The second U.S. dimension is manufacturing. In February 2026, PharmaEssentia announced a board-approved investment of approximately US$46 million (~NT$1.44 billion) to establish a wholly-owned manufacturing subsidiary in Toa Baja, Puerto Rico, with operations planned to begin in 2027. In March, the investment agreement was formalized at a ceremony attended by Puerto Rico Governor Jenniffer González Colón, the U.S. Department of Commerce Director for Puerto Rico, and the Director General of the Taipei Economic and Cultural Office in Miami — a guest list that underscored the diplomatic as well as commercial dimensions of the move.

Puerto Rico sits inside the U.S. FDA’s regulatory perimeter, meaning products manufactured there ship to U.S. patients without additional cross-border clearances. The facility will be built to the same quality standards as the Taichung, Taiwan manufacturing site, and Puerto Rico staff will complete intensive training there before operations begin. Personnel from the original site transfer knowledge; the new site diversifies supply risk. The structure — identical quality standards, geographically distributed — is what the FDA’s own post-pandemic supply chain resilience guidance recommends.

Japan: Precision Regulation and the Value of Speed

Japan’s path to BESREMi® approval was the most methodical of the three. The Pharmaceuticals and Medical Devices Agency (PMDA) required a dedicated Phase II clinical study conducted specifically in Japanese patients — the A19-201 study — alongside the global Phase III PROUD-PV data before granting approval for polycythemia vera in March 2023. The PMDA’s insistence on Japan-specific data, a longstanding feature of its regulatory philosophy, extends approval timelines but produces a different downstream outcome: Japanese physicians receive approval supported by evidence drawn from their own patient population, which affects prescribing confidence and adoption rates.

That approval gave BESREMi® what industry observers call a “regulatory trifecta” — EMA, FDA, and PMDA — a combination that functions as a credibility signal in every subsequent market where the drug has not yet been evaluated. When regulators in Southeast Asia, Latin America, or the Middle East assess a drug lacking local clinical data, they routinely reference the EMA, FDA, and PMDA determinations as proxies. Completing all three narrows the evidentiary gap that slows access in smaller markets.

In February 2026, Japan extended that engagement further.

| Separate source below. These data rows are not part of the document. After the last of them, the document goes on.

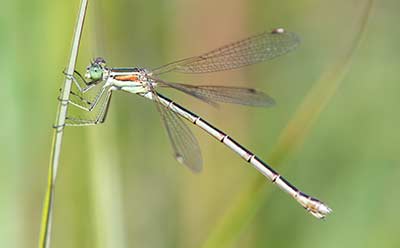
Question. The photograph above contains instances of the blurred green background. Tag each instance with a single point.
(334, 132)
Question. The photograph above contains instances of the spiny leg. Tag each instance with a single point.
(92, 103)
(88, 85)
(99, 119)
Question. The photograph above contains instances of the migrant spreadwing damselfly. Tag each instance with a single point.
(144, 82)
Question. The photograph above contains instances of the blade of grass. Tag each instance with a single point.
(246, 205)
(48, 204)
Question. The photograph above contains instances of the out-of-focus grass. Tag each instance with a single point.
(243, 210)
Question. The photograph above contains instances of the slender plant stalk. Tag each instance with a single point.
(249, 201)
(48, 204)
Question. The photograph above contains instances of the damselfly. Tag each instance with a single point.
(144, 82)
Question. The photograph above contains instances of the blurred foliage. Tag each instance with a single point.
(119, 186)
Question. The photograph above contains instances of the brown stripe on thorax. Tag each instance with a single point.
(127, 78)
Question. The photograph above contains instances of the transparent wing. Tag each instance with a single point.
(212, 94)
(245, 52)
(185, 145)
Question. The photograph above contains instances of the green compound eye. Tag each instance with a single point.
(95, 72)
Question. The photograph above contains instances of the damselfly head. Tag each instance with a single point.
(96, 68)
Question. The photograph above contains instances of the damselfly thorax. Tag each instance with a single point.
(132, 80)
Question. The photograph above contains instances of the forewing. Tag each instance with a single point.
(185, 146)
(212, 94)
(245, 52)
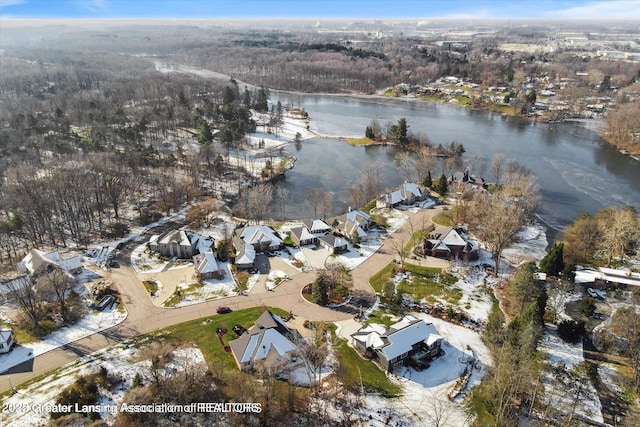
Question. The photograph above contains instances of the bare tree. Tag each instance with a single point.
(317, 199)
(498, 164)
(496, 220)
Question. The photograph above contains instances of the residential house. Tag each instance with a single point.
(261, 237)
(6, 340)
(207, 266)
(410, 342)
(465, 178)
(449, 243)
(172, 244)
(356, 223)
(334, 244)
(301, 236)
(310, 232)
(317, 226)
(245, 254)
(269, 344)
(407, 194)
(36, 261)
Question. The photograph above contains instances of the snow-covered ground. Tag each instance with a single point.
(531, 245)
(560, 393)
(424, 400)
(94, 322)
(122, 363)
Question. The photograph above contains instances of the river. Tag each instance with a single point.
(576, 170)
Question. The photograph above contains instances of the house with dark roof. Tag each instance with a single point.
(172, 244)
(449, 243)
(207, 267)
(410, 342)
(406, 194)
(261, 237)
(245, 256)
(269, 344)
(465, 178)
(301, 236)
(7, 340)
(355, 223)
(334, 244)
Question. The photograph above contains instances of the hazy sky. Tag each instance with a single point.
(378, 9)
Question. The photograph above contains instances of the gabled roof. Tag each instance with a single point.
(405, 334)
(5, 335)
(357, 216)
(175, 236)
(452, 238)
(411, 188)
(316, 226)
(207, 263)
(334, 241)
(260, 234)
(245, 253)
(302, 233)
(268, 335)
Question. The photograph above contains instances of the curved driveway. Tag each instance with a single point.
(144, 316)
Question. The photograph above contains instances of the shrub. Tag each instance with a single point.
(587, 306)
(571, 331)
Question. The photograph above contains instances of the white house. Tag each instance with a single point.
(410, 342)
(269, 344)
(6, 340)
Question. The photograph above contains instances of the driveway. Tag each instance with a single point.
(144, 316)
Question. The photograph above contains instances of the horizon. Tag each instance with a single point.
(379, 10)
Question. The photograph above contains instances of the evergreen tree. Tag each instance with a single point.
(428, 182)
(319, 291)
(402, 131)
(553, 263)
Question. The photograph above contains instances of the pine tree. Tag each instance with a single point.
(553, 263)
(428, 182)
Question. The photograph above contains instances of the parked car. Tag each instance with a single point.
(239, 329)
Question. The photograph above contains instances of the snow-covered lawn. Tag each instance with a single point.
(531, 245)
(122, 364)
(424, 400)
(566, 357)
(94, 322)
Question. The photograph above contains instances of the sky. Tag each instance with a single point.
(363, 9)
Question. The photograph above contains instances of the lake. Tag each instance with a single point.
(576, 170)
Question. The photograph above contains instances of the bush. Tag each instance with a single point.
(587, 306)
(571, 331)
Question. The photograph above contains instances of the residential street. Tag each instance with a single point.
(144, 316)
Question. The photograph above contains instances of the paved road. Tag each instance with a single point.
(144, 316)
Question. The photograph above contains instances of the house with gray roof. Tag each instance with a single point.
(7, 340)
(410, 342)
(449, 243)
(269, 344)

The PMDA approved a high-dose dosing regimen (HIDAT) for BESREMi®, allowing patients to reach the clinical target dose of 500 micrograms in as few as four weeks — compared to the original protocol, under which reaching that dose could take months of graduated increases. The PMDA’s willingness to update the label to reflect optimized dosing data, relatively quickly after the initial approval, reflects a shift in the agency’s post-approval engagement posture. Earlier disease control typically correlates with better patient outcomes, and that outcome data feeds back into the clinical record.

Japan is also one of two markets — alongside the U.S. — where PharmaEssentia operates a direct commercial team rather than working through a local partner. The scale effects of expanding those teams in 2025 are explicitly cited in the company’s investor communications as a driver of current revenue growth.

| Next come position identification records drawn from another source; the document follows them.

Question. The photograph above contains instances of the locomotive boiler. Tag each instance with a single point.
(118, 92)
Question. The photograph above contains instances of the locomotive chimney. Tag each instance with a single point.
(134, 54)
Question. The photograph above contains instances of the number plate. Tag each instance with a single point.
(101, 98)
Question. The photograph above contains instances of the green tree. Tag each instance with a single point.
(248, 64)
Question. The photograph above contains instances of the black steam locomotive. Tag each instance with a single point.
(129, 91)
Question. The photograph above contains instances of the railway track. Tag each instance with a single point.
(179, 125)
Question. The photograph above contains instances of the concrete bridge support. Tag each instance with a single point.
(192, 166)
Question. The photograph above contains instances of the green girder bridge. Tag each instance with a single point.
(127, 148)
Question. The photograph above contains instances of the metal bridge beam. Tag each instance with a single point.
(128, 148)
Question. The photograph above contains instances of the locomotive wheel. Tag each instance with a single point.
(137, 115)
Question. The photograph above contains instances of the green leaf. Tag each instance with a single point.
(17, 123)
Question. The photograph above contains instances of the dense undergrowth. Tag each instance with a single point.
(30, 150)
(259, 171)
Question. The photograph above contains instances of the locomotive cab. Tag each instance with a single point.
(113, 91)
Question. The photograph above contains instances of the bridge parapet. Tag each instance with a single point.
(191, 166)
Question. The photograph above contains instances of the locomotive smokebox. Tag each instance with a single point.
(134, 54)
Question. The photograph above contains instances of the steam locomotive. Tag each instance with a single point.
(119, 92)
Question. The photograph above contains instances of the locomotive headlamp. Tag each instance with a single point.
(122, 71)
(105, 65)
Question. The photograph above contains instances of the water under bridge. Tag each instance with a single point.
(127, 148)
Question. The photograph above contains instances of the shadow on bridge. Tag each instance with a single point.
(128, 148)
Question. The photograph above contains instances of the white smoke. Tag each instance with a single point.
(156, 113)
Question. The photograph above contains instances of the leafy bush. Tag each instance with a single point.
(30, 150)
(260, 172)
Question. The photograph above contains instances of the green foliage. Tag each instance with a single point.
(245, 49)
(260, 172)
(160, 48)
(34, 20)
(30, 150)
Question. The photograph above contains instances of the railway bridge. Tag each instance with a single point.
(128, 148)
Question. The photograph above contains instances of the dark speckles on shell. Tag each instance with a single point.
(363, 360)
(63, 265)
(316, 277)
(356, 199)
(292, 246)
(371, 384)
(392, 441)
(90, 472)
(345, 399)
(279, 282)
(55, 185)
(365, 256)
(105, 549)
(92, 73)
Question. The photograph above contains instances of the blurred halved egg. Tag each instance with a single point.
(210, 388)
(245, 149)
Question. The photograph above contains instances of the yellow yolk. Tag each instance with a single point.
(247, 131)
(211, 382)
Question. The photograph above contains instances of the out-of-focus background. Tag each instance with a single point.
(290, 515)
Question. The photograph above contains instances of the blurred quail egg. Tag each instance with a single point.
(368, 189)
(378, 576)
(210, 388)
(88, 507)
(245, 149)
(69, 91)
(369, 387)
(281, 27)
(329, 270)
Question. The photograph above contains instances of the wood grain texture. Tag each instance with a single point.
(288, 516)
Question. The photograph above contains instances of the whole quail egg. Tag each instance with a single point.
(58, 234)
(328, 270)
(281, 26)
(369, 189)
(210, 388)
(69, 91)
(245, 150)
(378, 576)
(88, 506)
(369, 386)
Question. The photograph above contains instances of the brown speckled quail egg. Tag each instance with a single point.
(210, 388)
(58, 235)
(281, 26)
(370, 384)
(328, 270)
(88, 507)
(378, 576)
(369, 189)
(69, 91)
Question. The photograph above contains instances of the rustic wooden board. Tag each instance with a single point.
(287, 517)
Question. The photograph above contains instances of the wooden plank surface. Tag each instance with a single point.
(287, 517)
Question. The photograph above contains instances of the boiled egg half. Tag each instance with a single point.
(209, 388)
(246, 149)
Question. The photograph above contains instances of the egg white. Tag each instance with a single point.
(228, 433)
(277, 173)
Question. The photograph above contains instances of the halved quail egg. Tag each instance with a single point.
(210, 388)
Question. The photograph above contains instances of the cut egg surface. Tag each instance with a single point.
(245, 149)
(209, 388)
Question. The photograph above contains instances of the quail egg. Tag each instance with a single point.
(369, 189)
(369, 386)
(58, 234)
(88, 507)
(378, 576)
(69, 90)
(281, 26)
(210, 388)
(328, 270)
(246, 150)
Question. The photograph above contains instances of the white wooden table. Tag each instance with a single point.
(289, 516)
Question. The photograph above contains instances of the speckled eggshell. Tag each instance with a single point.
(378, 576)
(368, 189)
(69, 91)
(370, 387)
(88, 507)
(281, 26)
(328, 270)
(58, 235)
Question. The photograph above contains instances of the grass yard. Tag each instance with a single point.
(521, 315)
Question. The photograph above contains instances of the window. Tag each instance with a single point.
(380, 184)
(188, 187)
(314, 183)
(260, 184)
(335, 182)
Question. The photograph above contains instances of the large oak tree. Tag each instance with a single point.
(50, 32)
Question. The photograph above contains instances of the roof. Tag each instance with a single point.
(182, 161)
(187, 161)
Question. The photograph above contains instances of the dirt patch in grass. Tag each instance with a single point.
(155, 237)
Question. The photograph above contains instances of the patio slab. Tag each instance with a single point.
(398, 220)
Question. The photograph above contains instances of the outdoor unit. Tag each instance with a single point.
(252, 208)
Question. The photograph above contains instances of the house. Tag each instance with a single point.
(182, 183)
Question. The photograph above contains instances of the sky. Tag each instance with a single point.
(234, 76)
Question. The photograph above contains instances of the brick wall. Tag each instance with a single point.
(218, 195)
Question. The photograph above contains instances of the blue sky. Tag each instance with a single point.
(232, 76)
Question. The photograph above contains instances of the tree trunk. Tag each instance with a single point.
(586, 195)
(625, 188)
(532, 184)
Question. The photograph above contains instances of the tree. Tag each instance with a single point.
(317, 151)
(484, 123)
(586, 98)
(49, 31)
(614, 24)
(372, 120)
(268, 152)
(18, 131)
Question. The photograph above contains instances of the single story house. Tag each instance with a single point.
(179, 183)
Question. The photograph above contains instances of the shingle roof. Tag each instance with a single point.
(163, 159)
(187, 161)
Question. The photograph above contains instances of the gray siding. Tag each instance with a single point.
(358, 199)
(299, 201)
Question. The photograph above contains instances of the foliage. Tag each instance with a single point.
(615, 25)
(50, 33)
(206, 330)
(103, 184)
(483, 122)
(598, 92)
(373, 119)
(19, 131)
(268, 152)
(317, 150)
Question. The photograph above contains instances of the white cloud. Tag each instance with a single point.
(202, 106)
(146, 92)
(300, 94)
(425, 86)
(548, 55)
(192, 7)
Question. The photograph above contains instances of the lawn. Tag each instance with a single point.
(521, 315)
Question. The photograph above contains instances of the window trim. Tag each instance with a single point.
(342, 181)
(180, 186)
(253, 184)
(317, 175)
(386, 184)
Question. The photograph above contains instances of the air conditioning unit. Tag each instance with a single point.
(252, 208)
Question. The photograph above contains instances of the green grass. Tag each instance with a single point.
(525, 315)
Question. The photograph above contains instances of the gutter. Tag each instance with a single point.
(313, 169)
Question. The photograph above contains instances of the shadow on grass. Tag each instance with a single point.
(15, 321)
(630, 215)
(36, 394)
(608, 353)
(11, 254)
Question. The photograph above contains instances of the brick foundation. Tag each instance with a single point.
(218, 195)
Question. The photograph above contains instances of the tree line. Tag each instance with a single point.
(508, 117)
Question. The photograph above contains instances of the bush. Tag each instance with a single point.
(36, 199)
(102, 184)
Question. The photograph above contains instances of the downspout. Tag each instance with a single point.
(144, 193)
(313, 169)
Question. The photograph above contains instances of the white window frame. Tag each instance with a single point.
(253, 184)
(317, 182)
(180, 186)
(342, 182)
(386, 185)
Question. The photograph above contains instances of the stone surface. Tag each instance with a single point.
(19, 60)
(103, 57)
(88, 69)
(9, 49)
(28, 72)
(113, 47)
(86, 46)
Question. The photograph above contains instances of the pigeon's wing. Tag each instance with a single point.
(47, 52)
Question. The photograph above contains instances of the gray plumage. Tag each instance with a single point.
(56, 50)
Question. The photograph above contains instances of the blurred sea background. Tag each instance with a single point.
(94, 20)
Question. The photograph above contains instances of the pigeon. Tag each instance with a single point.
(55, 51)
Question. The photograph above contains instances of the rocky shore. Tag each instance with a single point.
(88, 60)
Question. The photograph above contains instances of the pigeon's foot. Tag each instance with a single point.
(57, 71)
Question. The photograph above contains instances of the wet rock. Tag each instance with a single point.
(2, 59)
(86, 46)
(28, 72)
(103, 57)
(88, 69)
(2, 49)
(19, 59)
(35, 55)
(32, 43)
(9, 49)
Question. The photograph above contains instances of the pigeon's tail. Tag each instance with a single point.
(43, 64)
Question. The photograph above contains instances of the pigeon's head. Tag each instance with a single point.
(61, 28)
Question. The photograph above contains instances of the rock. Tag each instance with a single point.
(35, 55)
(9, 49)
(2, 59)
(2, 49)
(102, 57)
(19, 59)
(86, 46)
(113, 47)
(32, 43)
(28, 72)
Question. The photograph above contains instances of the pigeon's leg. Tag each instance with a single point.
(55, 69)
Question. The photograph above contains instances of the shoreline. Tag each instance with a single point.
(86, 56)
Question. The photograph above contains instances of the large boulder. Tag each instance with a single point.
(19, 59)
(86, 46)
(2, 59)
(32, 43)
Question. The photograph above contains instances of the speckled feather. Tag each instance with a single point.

The Clinical Evidence Flywheel: ASCO, EHA, and the Data Network

One structural feature of the global rare disease market that each of these regional moves depends on is the international conference circuit for oncology and hematology evidence. Clinical data presented at the American Society of Clinical Oncology (ASCO) annual meeting shapes U.S. prescribing norms. Data at the European Hematology Association (EHA) congress shapes European ones. The PMDA reviews both. Regulators in markets from Brazil to South Korea reference both as inputs.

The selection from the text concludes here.